The Commonwealth Bank has engaged the Australian Federal Police to shut down a sophisticated fraud network targeting its customers, which includes a compromised Queensland telephone number.
The phishing attacks have bypassed some spam filters and direct users to imitation Commonwealth Bank Web pages with the promise of tax and credit refunds, or ironically to address purported account security problems.
In one e-mail, users are directed to call a Queensland telephone number which issues a greeting ostensibly from the Commonwealth Bank and prompts users to enter account information unlock restrictions.
A spokesman for the bank said its security team is liaising with the federal police to identify the fraudsters and shut down the six offending Web sites.
He said the High Tech Crime Centre, part of the federal police, has terminated one Web site.
The bank said it had received calls from hundreds of customers inquiring about the scams, and has issued a warning screen on its Web site to customers.
Security consultancy assurance.com.au director Neal Wise said the Queensland phone number could have been registered with false details despite the requirement for providers to verify identification.

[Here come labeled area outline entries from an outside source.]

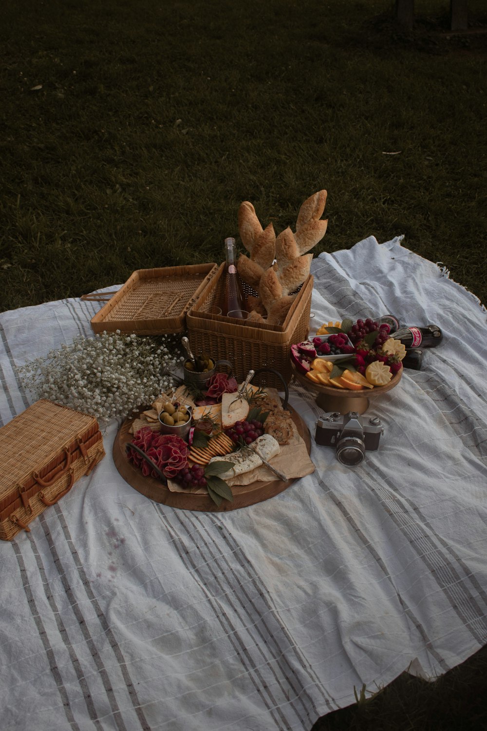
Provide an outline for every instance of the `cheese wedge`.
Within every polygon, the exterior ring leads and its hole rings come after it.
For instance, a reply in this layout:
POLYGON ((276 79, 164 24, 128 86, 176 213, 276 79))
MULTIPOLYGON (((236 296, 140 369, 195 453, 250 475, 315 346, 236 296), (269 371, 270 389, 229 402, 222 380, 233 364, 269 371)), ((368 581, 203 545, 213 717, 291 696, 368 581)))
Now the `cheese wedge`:
POLYGON ((210 464, 213 462, 221 462, 222 460, 232 462, 233 466, 219 475, 222 480, 230 480, 231 477, 236 477, 237 474, 243 474, 244 472, 250 472, 256 467, 260 467, 262 459, 269 462, 272 457, 275 457, 280 452, 279 443, 270 434, 262 434, 252 443, 250 447, 250 450, 240 450, 224 457, 212 457, 210 460, 210 464))
POLYGON ((245 421, 250 410, 245 398, 239 398, 237 393, 224 393, 221 397, 222 428, 229 429, 237 421, 245 421))

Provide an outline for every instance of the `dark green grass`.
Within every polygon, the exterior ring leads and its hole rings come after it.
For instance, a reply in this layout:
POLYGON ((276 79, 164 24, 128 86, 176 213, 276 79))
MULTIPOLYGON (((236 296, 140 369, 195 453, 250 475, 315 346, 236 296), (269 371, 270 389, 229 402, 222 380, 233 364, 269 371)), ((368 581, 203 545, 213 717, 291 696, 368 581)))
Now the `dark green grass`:
POLYGON ((316 254, 404 233, 487 300, 485 43, 391 5, 7 0, 0 309, 219 262, 242 200, 280 230, 321 188, 316 254))
POLYGON ((358 703, 319 719, 312 731, 485 731, 486 693, 484 647, 433 682, 403 673, 372 697, 362 693, 358 703))

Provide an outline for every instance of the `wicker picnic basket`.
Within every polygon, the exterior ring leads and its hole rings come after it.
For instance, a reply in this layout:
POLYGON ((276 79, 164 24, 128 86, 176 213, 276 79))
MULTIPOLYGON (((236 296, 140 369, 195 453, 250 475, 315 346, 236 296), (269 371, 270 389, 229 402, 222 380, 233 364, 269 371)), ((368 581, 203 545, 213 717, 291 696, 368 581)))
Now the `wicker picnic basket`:
POLYGON ((104 456, 96 420, 41 399, 0 428, 0 539, 11 540, 104 456))
MULTIPOLYGON (((211 314, 208 311, 223 298, 225 265, 204 287, 197 302, 186 315, 188 337, 193 352, 207 352, 212 357, 229 360, 234 374, 243 380, 252 368, 274 368, 289 383, 293 372, 291 367, 291 346, 307 338, 313 278, 309 275, 301 287, 284 322, 268 325, 246 322, 211 314)), ((246 294, 257 292, 248 285, 246 294)), ((280 379, 272 371, 256 376, 253 383, 268 387, 282 388, 280 379)))
POLYGON ((188 310, 217 269, 215 263, 138 269, 115 293, 83 295, 83 300, 108 299, 91 319, 91 327, 95 333, 182 333, 188 310))

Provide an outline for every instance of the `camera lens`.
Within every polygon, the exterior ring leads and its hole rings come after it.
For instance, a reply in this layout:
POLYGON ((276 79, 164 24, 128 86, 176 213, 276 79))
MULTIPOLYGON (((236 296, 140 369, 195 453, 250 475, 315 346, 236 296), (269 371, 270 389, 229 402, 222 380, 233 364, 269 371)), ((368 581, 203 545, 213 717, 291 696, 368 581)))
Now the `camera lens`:
POLYGON ((337 443, 337 459, 347 467, 360 464, 365 457, 365 444, 356 436, 345 436, 337 443))

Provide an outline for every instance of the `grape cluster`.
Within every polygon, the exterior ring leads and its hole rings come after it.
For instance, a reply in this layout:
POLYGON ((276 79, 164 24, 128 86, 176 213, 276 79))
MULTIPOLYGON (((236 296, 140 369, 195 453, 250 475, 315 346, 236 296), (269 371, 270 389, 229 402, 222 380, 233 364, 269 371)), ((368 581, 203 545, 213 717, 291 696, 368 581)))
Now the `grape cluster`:
POLYGON ((264 433, 261 422, 258 419, 252 421, 237 421, 233 426, 225 429, 225 433, 236 444, 251 444, 264 433))
POLYGON ((344 333, 330 335, 324 341, 321 338, 313 338, 312 344, 320 355, 342 355, 353 353, 355 349, 348 344, 348 338, 344 333))
POLYGON ((374 347, 377 349, 383 346, 386 340, 388 340, 391 327, 386 322, 378 325, 370 317, 367 317, 366 320, 358 319, 348 331, 348 337, 353 345, 356 346, 366 335, 369 333, 374 333, 375 330, 379 331, 374 341, 374 347))
POLYGON ((185 467, 172 479, 183 488, 205 488, 207 485, 204 470, 198 464, 185 467))

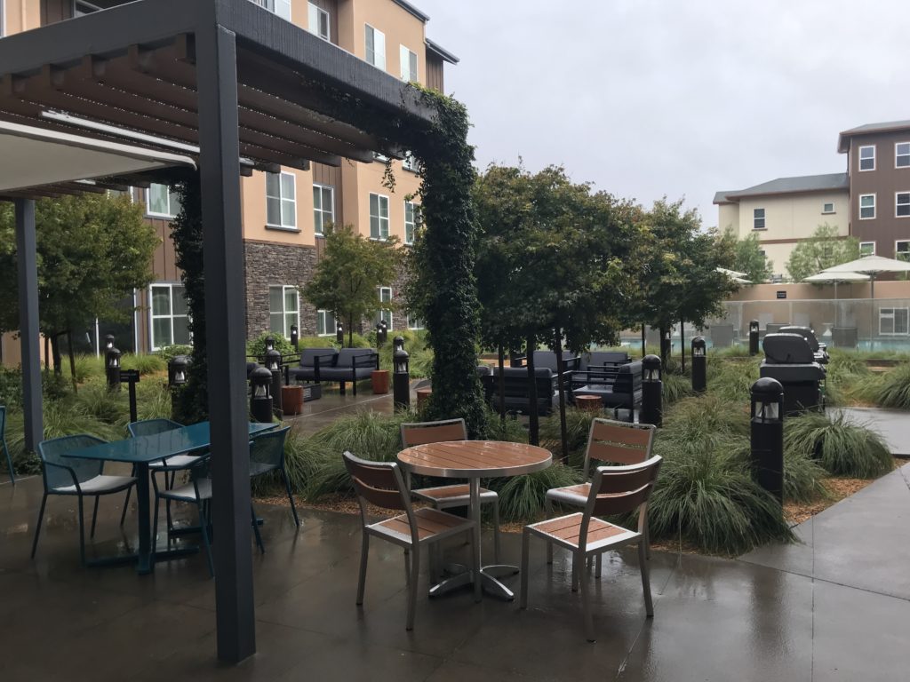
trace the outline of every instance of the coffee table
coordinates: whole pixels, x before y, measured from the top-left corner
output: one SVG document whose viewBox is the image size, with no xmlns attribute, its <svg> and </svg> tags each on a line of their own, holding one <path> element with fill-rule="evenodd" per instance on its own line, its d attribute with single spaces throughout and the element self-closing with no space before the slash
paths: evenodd
<svg viewBox="0 0 910 682">
<path fill-rule="evenodd" d="M 474 600 L 480 601 L 481 590 L 513 599 L 515 595 L 499 581 L 499 577 L 518 573 L 517 566 L 483 566 L 480 560 L 480 479 L 532 474 L 547 468 L 553 461 L 549 450 L 524 443 L 498 440 L 454 440 L 425 443 L 398 454 L 401 467 L 413 474 L 441 478 L 467 478 L 470 491 L 470 517 L 474 521 L 474 565 L 434 585 L 430 597 L 445 594 L 464 585 L 473 585 Z"/>
</svg>

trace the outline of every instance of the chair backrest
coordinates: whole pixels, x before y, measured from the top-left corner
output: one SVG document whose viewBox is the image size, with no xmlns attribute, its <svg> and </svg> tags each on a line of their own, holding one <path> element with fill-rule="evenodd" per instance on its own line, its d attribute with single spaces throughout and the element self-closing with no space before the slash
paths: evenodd
<svg viewBox="0 0 910 682">
<path fill-rule="evenodd" d="M 183 428 L 183 425 L 173 419 L 143 419 L 126 425 L 126 430 L 129 431 L 129 435 L 133 438 L 137 438 L 140 436 L 163 434 L 165 431 L 173 431 L 177 428 Z"/>
<path fill-rule="evenodd" d="M 401 425 L 401 447 L 446 440 L 468 440 L 464 419 L 446 419 L 439 422 L 412 422 Z"/>
<path fill-rule="evenodd" d="M 592 460 L 618 465 L 637 465 L 651 458 L 657 429 L 651 424 L 629 424 L 612 419 L 593 419 L 584 452 L 584 476 L 592 475 Z"/>
<path fill-rule="evenodd" d="M 255 472 L 261 474 L 268 469 L 280 469 L 284 464 L 284 444 L 290 426 L 276 431 L 264 431 L 249 441 L 249 464 L 260 465 Z M 267 468 L 268 467 L 268 468 Z"/>
<path fill-rule="evenodd" d="M 101 438 L 94 436 L 79 434 L 77 436 L 63 436 L 59 438 L 43 440 L 38 443 L 38 456 L 44 465 L 41 467 L 41 474 L 45 481 L 45 490 L 73 485 L 73 476 L 68 471 L 60 468 L 61 466 L 71 469 L 79 483 L 85 483 L 98 476 L 104 466 L 103 461 L 65 457 L 64 454 L 82 447 L 91 447 L 104 442 Z"/>
</svg>

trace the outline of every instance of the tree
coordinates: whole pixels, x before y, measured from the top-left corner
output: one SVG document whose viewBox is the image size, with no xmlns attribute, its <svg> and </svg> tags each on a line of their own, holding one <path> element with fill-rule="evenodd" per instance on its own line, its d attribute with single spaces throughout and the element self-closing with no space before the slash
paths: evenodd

“They have to be able to associated a number to an individual or body corporate, but quite often that information is taken over the phone, and it can be a bit of an honour system,” Wise said.
“VoIP (Voice over Internet Protocol) providers need to collect identification even for an inbound phone service... but the [perpetrators] won't include their home phone numbers and wait for the police to show up.”
One security consultant, who requested anonymity, said a local ISP may have leaked e-mail addresses as the scams are highly effective at hitting e-mail addresses own by Australians.
He became suspicious after receiving phishing e-mails in a number of accounts without .au suffixes, and suggests a dodgy ISP employee may have leaked customer data.
“Registration for domain names is so easy, so at best closing a domain would take longer than a week; it depends how cooperative a country's law enforcement is... some countries even encourage ripping off Westerners,” he said.
Sophos head of technology Paul Ducklin said much of the success of the phishing scams is due to a mass spam campaign.
“Some are getting through but loads are being blocked, too. At the same time, I'm not seeing more than the usual number of phishes (blocked or unblocked) against other institutions. Seems to be a concerted, high-volume effort against CommBank's brand.”
An Australian Federal Police spokeswoman confirmed it is working on eliminating the scams and said in a written statement it has noticed a reduction in phishing Web sites over the last 18 months.
“The use of phishing sites and malware is often successful, resulting in a loss of money to the victim or the victim's bank,” she said.
Federal law enforcement is tackling online fraud through the police and industry Joint Banking and Financial Sector Investigation Teams established last year in Melbourne and Sydney.